Introduction

Face recognition and detection is a well-studied field in terms of deep learning research. Finding the representation of human face through deep convolutional network is considered the state of art algorithm at the moment. For the purpose of this article, we are leveraging open source pre-trained deep learning models, mxnet-face for face detection and insightface for face recognition. The goal of this article is not to attain a benchmark level accuracy, but rather to demonstrate the flexibility to build deep learning powered application on the MapR data infrastructure and leverage NVIDIA GPUs.

Code could be cloned at MapR-Stream-MXNet-Face.

Walk through

The setup of this demo is around MapR edge cluster and client devices. We use laptop as a MapR client to feed the cluster with real time video feed and to consume the final output of the models. On the MapR cluster, we leverage MapR streams to provide scalable and reliable data infrastructure for sending video frames. On the edge of MapR cluster, we deploy a DGX box to read the original MapR streams with raw video, do inferencing and write to another processed MapR streams.

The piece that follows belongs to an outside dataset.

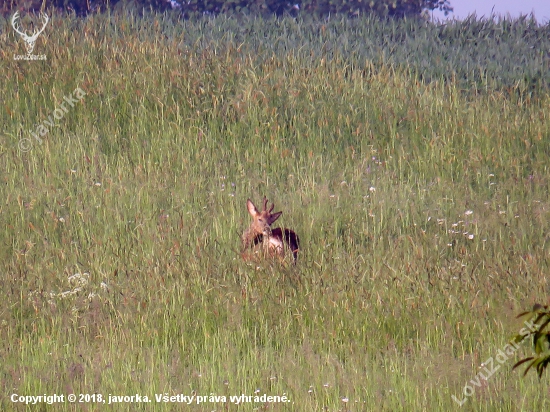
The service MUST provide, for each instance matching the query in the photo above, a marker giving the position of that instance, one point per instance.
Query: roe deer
(261, 238)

For the ease of deployment, we leverage nvidia docker to launch MapR PACC container using the GPU to serve the deep learning model. Also on client side, we use MapR PACC to identify new faces with a uploaded image and display the processed MapR streams. So that user doesn’t have to go through the trouble to configure the deep learning library dependencies. On the deep learning model side, as first step, we used mxnet-face to detect all faces in a video frame. Then we crop the face to 112x112 and send them to insightface, where it is use a conv3x3 and stride =1 as first convolutional layer, which is followed by fine-tuned deep residual neural net architecture. The technical details could be find in this paper. The frame with detected faces and all the bounding boxes, face embedding vectors will be written a processed MapR Stream. We then use the outputted face embedding vector to calculate the similarity of faces with cosine distance and compare with the uploaded new images for output.

Get pre-trained models

After clone the repo, get the face detection from mxnet-face, whereas the model is stored at dropbox. Also the face recogition model fromcinsightface whereas the model is stored at google drive

put model-0000.params under “consumer/models/”, put mxnet-face-fr50-0000.params under “consumer/deploy”

Pre-requisite

A GPU MapR cluster, some installation could be referred from this blog

Your laptop, with a camera if you want the content from your camera, should have MapR MAC/Linux/Windows Client installed and tested to be able to connect to your GPU MapR cluster, the installation is here

Produce the content into a GPU MapR cluster

Producer code is straightforward, also hardcoded. Run “python mapr-producer-video.py”, will read the Three Billboards trailer and produce it to a stream on the cluster:’/mapr/DLcluster/tmp/rawvideostream’. Also, you could use the camera, it is similar.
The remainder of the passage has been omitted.